The start of the Bulls 2019-2020 season has been awful in pretty much every sense of the word.
From disappointing defense to a slow start for Lauri Markkanen to extreme rebounding deficiencies – the Bulls might just be the saddest of the NBA bottom-feeders. Slowly but surely, this abysmal start has broken down the players, and after last night’s loss, we could hear the frustration in Zach LaVine’s voice and words.
But he’s not the only one trying to explain what’s gone wrong with his team here in the early going. LaVine is joined by his head coach, Jim Boylen, who shared his, uh, questionable analysis with K.C. Johnson earlier today:
Boylen: "I think (the players) need to take more responsibility for their preparedness. I think they need to take more ownership of their readiness to play. The head coaches in this league have never been expected to coach effort. Effort has to come from each guy."
— K.C. Johnson (@KCJHoop) November 4, 2019
All right, let’s get this out of the way … YIKES!
Not only does this quote by Boylen represent an extreme lack of forethought on its potential impact, but it shows the sheer inexperience he holds as an NBA head coach. Whether the statement holds any truth to it or not, these words spill out of Boylen’s mouth almost as defensive as the ’85 Bears.
Am I … am I reading this correctly, or did Boylen just say:
1.) the players aren't prepared
2.) the players aren't ready to play
3.) the players aren't giving effort; and
4.) none of this is the coaches' fault https://t.co/S55pf5UgxZ
— Bleacher Nation Bulls (@BN_Bulls) November 4, 2019
The Bulls issues stretch far beyond any one player or coach, but the job of the head coach is, in large part, to rise up and take the heat.

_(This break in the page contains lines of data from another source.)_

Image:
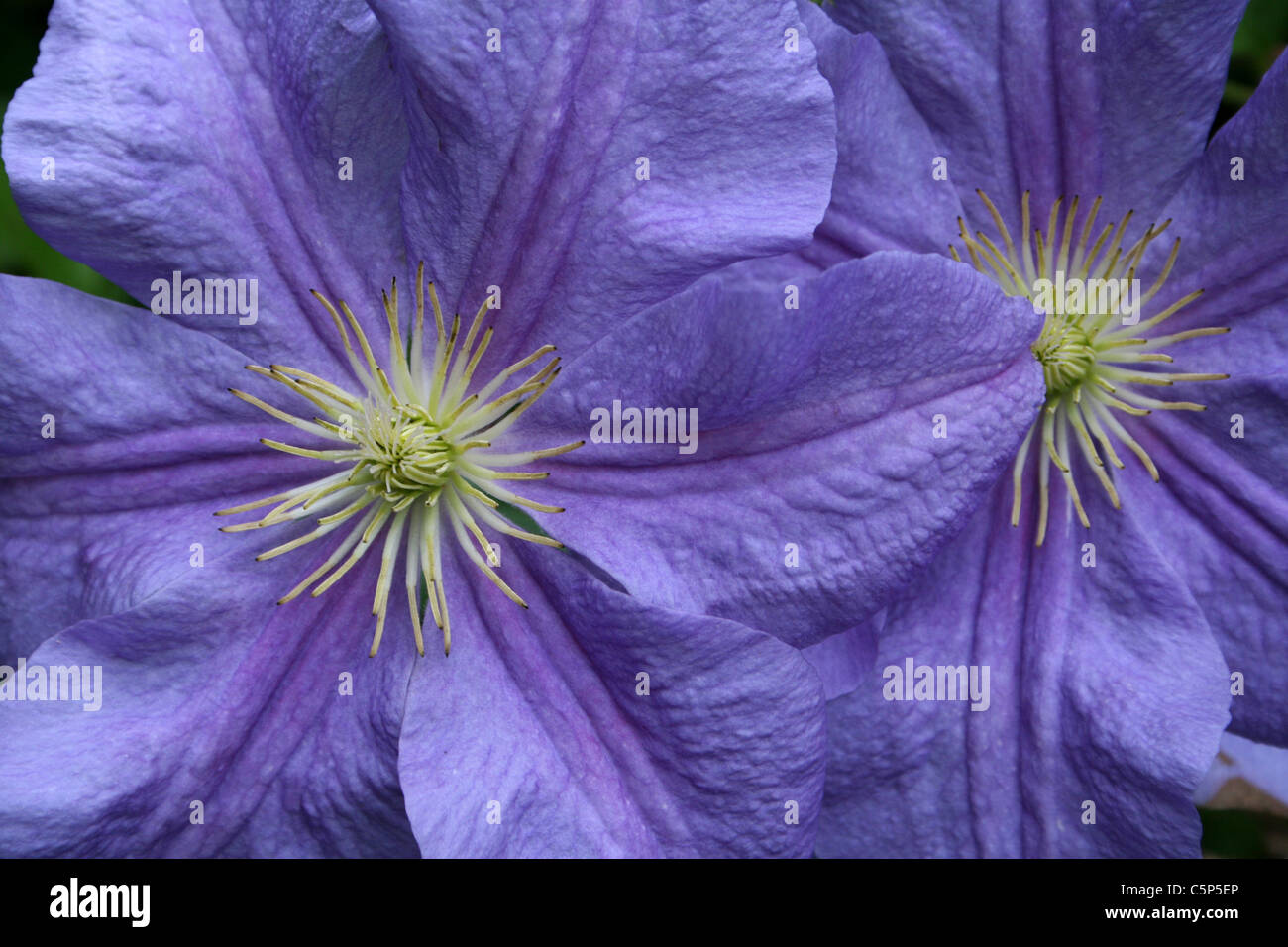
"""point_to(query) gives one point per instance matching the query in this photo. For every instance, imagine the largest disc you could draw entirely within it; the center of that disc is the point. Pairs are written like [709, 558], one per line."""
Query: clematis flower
[566, 174]
[1125, 586]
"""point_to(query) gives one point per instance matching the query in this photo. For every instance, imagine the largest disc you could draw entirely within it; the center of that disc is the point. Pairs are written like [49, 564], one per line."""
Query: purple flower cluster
[681, 368]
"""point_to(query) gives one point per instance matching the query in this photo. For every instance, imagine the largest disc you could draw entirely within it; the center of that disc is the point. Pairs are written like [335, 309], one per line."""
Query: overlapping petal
[595, 724]
[220, 161]
[1106, 686]
[274, 720]
[527, 172]
[1019, 102]
[816, 483]
[117, 441]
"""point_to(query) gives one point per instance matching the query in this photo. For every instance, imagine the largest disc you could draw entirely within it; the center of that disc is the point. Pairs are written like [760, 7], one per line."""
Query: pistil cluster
[416, 449]
[1093, 368]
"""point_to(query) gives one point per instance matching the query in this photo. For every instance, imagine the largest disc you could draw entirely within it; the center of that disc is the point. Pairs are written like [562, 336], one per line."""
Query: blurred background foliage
[1245, 825]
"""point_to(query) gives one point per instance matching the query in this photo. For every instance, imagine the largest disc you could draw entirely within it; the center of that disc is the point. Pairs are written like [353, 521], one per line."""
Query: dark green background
[1250, 830]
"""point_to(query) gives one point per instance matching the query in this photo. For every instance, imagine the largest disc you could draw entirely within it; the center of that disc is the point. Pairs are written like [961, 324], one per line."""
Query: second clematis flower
[561, 176]
[1057, 682]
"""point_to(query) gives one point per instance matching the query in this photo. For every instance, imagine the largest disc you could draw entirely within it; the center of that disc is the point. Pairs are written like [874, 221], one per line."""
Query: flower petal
[222, 161]
[540, 737]
[1106, 686]
[527, 167]
[211, 696]
[885, 195]
[1243, 763]
[1220, 518]
[837, 445]
[1018, 103]
[117, 442]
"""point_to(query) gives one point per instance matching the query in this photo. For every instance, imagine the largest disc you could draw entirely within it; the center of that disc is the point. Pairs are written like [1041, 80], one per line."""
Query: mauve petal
[1220, 517]
[211, 694]
[1244, 763]
[220, 163]
[884, 196]
[524, 175]
[536, 719]
[147, 444]
[1006, 88]
[1104, 684]
[815, 428]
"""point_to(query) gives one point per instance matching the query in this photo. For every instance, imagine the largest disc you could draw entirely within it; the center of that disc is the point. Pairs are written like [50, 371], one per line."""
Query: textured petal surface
[220, 162]
[1106, 686]
[1222, 517]
[885, 195]
[540, 737]
[210, 694]
[816, 483]
[1017, 103]
[117, 441]
[527, 172]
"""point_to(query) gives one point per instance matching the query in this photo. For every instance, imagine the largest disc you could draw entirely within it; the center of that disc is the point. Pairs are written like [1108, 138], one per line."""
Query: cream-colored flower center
[417, 457]
[1094, 347]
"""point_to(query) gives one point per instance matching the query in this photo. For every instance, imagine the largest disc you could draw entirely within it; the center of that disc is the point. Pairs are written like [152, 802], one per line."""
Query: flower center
[1065, 354]
[416, 450]
[1091, 367]
[406, 453]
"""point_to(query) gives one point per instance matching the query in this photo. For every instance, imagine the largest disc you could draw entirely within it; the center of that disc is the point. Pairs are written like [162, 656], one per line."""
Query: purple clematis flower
[574, 169]
[1057, 681]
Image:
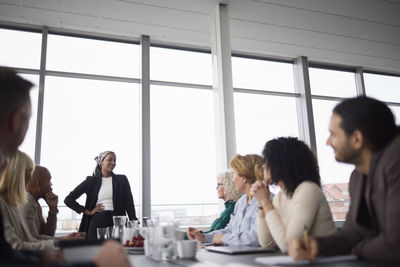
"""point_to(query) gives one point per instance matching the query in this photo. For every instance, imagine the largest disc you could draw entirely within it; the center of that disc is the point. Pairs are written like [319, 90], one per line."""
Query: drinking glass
[102, 233]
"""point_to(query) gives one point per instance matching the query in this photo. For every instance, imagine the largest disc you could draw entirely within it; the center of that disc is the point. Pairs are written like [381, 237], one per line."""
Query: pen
[306, 239]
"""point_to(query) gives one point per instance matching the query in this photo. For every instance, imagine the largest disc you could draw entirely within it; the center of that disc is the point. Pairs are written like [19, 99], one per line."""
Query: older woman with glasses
[241, 230]
[226, 191]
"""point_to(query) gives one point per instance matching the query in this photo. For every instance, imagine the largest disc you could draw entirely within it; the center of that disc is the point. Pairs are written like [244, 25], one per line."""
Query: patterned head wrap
[99, 159]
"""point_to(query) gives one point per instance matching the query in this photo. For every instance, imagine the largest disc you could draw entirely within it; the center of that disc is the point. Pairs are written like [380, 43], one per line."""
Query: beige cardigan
[307, 207]
[17, 232]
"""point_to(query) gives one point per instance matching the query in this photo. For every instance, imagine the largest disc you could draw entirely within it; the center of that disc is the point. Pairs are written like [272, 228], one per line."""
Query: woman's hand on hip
[99, 207]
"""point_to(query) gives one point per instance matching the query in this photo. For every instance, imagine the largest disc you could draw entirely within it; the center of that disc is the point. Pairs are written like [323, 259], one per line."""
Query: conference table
[211, 259]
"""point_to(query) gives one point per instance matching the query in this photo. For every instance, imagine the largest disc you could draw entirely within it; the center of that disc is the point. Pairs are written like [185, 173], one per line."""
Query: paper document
[287, 260]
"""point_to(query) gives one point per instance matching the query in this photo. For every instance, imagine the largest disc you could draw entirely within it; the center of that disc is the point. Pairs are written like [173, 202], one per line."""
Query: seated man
[363, 133]
[15, 112]
[40, 187]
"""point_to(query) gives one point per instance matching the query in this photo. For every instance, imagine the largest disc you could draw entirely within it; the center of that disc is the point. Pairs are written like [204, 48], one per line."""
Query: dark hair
[292, 162]
[14, 91]
[371, 117]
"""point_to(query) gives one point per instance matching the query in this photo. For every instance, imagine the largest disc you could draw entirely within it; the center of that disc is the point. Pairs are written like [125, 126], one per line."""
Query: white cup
[178, 234]
[186, 248]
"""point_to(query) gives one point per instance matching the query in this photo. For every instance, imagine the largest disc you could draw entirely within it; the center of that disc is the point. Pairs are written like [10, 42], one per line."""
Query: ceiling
[362, 33]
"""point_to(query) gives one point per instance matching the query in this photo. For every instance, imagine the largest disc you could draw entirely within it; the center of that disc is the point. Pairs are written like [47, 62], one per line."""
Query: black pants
[99, 219]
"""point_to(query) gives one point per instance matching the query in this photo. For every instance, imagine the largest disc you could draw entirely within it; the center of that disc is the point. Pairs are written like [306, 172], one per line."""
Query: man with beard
[363, 133]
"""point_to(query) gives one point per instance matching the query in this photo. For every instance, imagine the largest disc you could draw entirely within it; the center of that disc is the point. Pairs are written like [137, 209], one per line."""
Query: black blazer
[122, 198]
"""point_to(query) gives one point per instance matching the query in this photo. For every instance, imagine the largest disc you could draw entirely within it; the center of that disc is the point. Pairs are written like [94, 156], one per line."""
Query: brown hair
[249, 166]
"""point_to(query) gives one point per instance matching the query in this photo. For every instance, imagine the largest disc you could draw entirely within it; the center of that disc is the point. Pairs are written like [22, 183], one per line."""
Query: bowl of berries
[135, 244]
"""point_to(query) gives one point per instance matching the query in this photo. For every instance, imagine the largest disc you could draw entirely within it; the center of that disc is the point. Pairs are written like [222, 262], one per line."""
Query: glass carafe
[118, 229]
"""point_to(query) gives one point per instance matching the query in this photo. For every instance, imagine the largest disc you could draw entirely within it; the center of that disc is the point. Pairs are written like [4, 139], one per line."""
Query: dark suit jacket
[122, 198]
[372, 227]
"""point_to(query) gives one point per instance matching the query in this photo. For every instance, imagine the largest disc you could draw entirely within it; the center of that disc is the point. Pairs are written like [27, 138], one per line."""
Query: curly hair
[292, 162]
[230, 191]
[249, 166]
[12, 184]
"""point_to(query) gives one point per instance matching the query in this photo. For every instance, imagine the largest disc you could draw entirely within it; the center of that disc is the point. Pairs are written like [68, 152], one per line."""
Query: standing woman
[107, 195]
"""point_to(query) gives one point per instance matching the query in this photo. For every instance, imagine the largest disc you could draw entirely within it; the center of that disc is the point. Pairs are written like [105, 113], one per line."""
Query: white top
[307, 207]
[105, 194]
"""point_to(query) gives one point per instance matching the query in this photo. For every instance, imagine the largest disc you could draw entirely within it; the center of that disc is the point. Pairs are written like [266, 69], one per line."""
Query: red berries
[136, 242]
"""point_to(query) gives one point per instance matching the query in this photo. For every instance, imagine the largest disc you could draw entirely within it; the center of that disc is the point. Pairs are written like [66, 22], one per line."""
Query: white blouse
[105, 194]
[307, 207]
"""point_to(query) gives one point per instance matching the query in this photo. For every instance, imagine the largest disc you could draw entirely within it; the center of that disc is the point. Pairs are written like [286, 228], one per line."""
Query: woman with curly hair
[300, 205]
[226, 191]
[241, 230]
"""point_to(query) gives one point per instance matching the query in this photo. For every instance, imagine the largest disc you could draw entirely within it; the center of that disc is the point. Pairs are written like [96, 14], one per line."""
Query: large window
[28, 146]
[20, 49]
[260, 117]
[183, 154]
[182, 137]
[262, 75]
[384, 88]
[81, 119]
[173, 65]
[92, 103]
[90, 56]
[335, 176]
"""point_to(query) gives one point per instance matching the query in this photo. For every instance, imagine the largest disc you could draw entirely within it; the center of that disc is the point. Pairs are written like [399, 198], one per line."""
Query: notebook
[80, 250]
[233, 250]
[287, 260]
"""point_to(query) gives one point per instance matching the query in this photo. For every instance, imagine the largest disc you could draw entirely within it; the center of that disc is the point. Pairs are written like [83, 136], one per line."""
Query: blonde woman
[12, 197]
[241, 230]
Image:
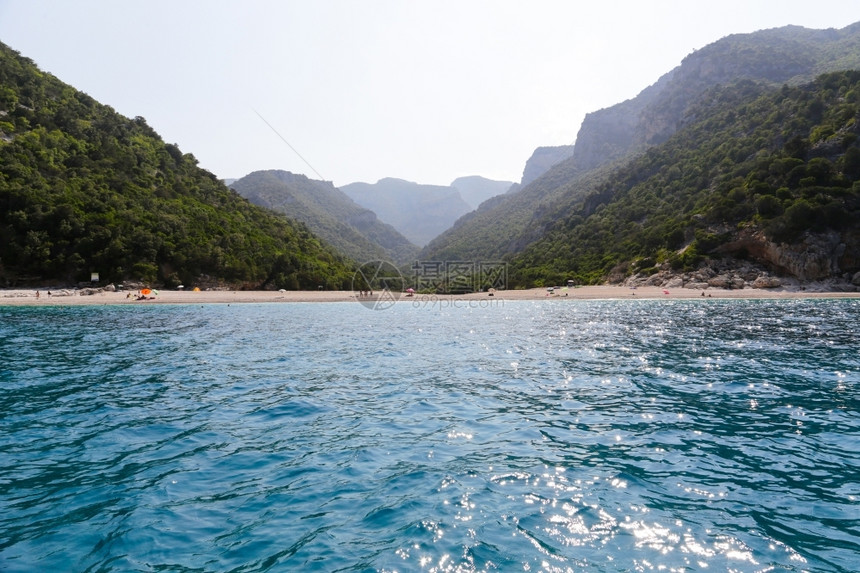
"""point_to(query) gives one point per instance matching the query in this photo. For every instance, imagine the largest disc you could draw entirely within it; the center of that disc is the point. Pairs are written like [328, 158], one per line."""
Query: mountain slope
[84, 189]
[352, 230]
[770, 176]
[419, 212]
[608, 136]
[475, 189]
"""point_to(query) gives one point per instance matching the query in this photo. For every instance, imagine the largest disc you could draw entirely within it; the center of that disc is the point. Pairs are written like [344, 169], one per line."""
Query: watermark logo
[378, 285]
[436, 284]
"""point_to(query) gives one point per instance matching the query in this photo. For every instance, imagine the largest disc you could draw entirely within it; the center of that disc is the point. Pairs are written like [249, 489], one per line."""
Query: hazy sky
[424, 91]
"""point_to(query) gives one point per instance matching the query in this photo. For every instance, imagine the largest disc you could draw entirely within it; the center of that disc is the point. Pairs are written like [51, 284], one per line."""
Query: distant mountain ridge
[607, 137]
[354, 231]
[85, 190]
[422, 212]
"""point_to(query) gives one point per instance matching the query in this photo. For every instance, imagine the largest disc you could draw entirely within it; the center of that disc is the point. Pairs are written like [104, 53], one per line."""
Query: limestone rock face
[542, 160]
[815, 257]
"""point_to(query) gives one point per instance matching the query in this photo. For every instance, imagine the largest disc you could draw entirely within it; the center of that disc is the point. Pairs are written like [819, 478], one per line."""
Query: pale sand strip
[28, 296]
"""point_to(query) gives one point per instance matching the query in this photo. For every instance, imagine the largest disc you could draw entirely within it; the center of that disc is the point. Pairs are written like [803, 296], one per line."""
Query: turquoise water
[506, 436]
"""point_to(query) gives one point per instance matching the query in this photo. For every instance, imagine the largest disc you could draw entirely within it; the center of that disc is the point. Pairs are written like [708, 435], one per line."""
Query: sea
[432, 435]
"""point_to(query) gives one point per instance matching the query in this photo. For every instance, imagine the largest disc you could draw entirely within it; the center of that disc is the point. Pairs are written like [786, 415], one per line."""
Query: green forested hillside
[351, 229]
[84, 189]
[754, 161]
[789, 55]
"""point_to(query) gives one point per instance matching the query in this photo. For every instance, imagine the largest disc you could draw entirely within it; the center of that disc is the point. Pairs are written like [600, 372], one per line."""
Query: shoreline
[67, 297]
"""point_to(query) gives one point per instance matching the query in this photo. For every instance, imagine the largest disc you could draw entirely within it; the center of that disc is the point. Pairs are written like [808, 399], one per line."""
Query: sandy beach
[68, 297]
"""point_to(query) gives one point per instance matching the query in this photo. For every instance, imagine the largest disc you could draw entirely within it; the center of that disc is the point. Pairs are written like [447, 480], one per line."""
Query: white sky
[420, 90]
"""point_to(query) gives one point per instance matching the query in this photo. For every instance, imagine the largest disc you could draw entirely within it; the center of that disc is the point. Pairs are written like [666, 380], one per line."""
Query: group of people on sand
[139, 296]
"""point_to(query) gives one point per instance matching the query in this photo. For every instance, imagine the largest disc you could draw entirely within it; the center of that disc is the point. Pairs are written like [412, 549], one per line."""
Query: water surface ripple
[513, 436]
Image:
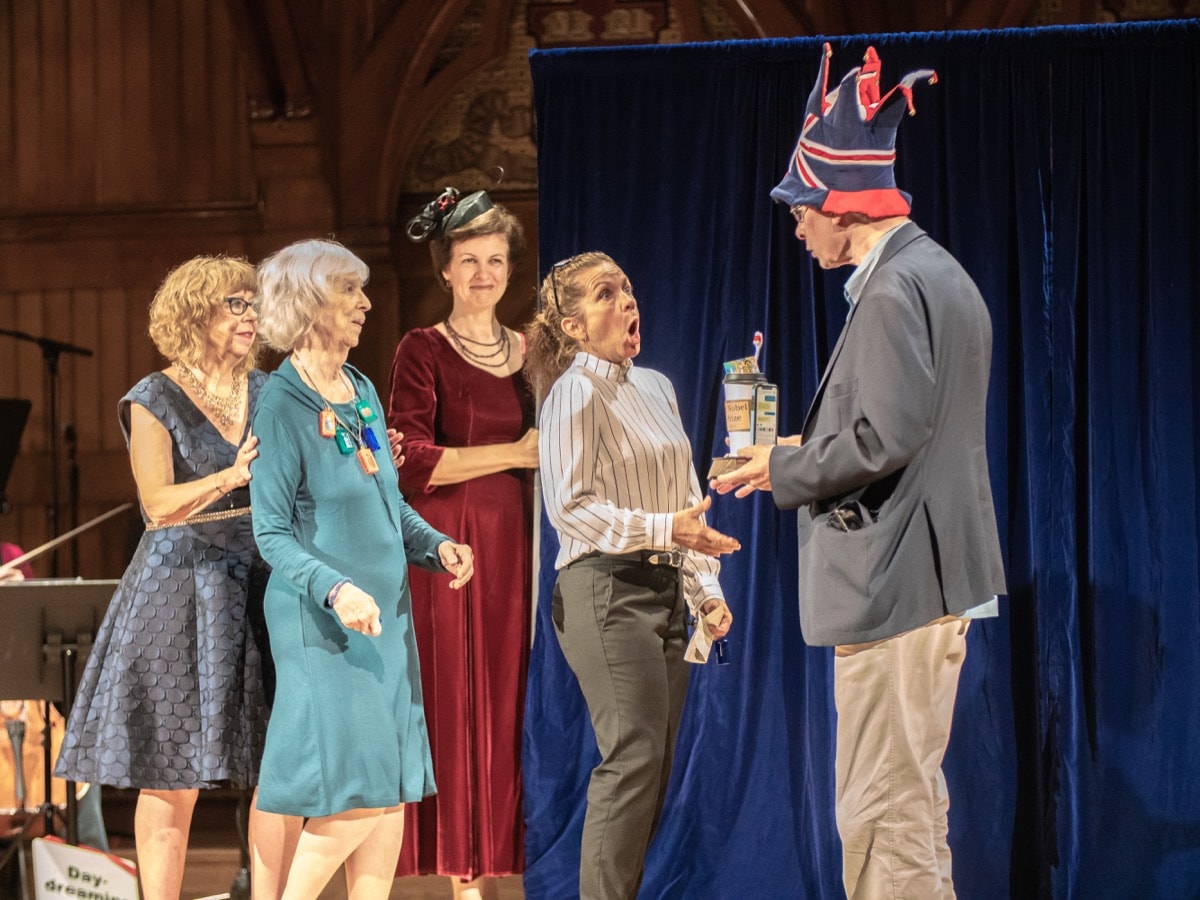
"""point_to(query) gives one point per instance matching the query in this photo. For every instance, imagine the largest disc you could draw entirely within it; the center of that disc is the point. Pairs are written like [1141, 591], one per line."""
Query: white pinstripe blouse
[616, 466]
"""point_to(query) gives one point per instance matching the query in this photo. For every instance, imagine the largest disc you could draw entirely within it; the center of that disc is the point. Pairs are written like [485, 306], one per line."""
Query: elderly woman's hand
[459, 561]
[397, 454]
[689, 531]
[358, 610]
[719, 624]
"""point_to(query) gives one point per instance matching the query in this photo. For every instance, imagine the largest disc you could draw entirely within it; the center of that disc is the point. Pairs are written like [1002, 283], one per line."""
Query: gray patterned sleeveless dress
[172, 694]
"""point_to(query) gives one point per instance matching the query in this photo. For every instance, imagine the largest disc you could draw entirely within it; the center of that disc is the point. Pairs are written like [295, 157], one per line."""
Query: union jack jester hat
[845, 157]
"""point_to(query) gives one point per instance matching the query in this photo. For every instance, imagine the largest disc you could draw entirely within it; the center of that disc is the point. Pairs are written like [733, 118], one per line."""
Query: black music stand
[49, 625]
[13, 415]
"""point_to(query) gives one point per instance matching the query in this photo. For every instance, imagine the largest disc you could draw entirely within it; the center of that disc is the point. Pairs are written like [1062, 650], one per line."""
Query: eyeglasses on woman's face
[238, 305]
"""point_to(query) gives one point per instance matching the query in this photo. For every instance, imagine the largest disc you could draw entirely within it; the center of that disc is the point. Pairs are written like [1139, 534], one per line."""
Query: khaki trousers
[895, 703]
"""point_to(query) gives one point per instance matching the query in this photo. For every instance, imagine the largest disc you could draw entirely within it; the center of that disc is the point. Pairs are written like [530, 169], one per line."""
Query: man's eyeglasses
[238, 305]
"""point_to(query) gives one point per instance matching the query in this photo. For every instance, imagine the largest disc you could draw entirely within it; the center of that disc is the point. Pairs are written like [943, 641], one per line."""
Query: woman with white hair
[347, 743]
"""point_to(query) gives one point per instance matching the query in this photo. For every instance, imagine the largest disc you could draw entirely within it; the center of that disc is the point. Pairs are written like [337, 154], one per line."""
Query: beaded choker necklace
[227, 409]
[358, 439]
[485, 359]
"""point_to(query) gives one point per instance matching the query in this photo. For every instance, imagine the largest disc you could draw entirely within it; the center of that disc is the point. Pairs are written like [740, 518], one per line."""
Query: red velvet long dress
[473, 643]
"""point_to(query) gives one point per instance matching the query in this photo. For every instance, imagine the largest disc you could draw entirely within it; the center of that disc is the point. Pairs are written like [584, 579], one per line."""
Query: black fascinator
[445, 213]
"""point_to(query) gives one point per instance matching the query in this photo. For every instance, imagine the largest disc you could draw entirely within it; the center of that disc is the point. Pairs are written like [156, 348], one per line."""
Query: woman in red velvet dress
[466, 413]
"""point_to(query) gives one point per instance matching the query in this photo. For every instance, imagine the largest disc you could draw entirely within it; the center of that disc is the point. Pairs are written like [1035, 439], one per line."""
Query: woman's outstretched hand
[688, 529]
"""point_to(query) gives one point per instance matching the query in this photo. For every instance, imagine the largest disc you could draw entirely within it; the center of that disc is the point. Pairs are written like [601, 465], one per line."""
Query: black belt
[671, 558]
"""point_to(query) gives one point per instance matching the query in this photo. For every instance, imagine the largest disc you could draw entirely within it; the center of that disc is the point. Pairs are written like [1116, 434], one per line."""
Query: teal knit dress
[347, 727]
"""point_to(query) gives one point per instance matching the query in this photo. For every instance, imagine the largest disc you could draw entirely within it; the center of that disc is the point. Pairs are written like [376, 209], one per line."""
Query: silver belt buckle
[670, 557]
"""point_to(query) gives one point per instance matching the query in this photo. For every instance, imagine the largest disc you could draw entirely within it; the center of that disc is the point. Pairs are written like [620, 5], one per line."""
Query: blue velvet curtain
[1062, 168]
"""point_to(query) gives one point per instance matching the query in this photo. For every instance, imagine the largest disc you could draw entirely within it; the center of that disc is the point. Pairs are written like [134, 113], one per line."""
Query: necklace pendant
[365, 411]
[367, 461]
[370, 438]
[346, 444]
[327, 423]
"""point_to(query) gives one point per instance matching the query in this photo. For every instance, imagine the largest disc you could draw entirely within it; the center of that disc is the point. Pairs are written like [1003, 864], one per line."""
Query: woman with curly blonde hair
[172, 699]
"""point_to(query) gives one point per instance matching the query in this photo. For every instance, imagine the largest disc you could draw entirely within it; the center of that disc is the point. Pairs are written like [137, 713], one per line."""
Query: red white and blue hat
[845, 157]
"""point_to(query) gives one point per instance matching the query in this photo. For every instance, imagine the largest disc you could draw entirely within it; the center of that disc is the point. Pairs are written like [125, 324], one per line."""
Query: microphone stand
[51, 352]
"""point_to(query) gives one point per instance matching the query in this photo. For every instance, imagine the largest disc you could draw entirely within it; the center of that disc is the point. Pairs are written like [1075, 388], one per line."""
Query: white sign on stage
[63, 870]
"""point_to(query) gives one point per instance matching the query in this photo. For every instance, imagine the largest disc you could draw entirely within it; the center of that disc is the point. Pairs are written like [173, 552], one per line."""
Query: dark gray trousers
[623, 630]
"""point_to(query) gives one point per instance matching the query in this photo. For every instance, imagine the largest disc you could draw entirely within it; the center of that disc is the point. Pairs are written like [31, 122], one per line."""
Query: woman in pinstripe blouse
[635, 552]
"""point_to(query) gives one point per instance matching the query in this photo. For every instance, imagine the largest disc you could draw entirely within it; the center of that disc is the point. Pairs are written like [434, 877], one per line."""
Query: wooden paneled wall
[120, 103]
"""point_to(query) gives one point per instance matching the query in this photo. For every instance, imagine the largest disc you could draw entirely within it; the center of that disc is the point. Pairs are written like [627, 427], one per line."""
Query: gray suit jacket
[898, 432]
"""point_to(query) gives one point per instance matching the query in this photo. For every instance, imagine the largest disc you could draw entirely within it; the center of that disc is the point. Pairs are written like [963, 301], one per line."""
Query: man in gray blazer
[898, 538]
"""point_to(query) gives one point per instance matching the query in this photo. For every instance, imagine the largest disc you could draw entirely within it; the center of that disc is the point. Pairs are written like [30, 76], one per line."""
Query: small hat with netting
[445, 213]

Boylen manages to do the exact opposite with this remark – I mean, he’s practically breaking the coaching code.
Ultimately, if the players aren’t expressing the proper “preparedness” or “readiness,” that’s on the coaching staff. On the surface level, the largest part of a head coach’s job is to have players ready and willing to battle night-in and night-out. For those who want to talk execution or talent, it’s fair to start questioning what’s happening on the court. Being prepared means running the appropriate game plan.
For a specific example, how about attacking the paint from the start when the Indiana Pacers are without Myles Turner and Domantas Sabonis? Being ready means knowing what to expect going into a game and thus putting your players in the best position to succeed. In other words, not letting Luke Kornet get bodied by Bobby Portis on repeat.
All of this early-season failure goes both ways, and, with statements like these, I’m not sure Boylen understands that.
He can question his player’s effort if he wants, it’s one decent, hard-nosed tactic to get the best out of them. However, that questioning is normally made behind closed doors, not in front of microphones or to reporters. Not to mention, isn’t effort all about spirit, character, soul, and all that mumbo-jumbo Boylen preaches on the daily? In many ways, this is what I’ve found most ironic about many of Boylen’s comments so far this season. If the Bulls are missing one thing, it sure shouldn’t be effort. That’s his THING.
Now, with all of that said, I want to make one thing clear, Boylen really isn’t wrong.
I think all of us would be quick to question these exact things, but – again – it goes both ways. The problem here is all about how Boylen went about saying this. There is a big difference between WE and THEY. Right now, it sounds like Boylen is holding himself to a different standard, and not in a good way.
NBC Sports Chicago’s K.C. Johnson did write in his latest article that Boylen mentioned having to potentially try different approaches on the defensive end, which is at least a start toward showing some level of accountability. However, the head coach still relied heavily on playing the “mental toughness” card.
Mind game will not fix this team, even though that’s what it feels like Boylen is playing with some of his comments.
For the Bulls to succeed, everyone has to be on the same page, and if Boylen doesn’t watch his wording, he may do the exact opposite.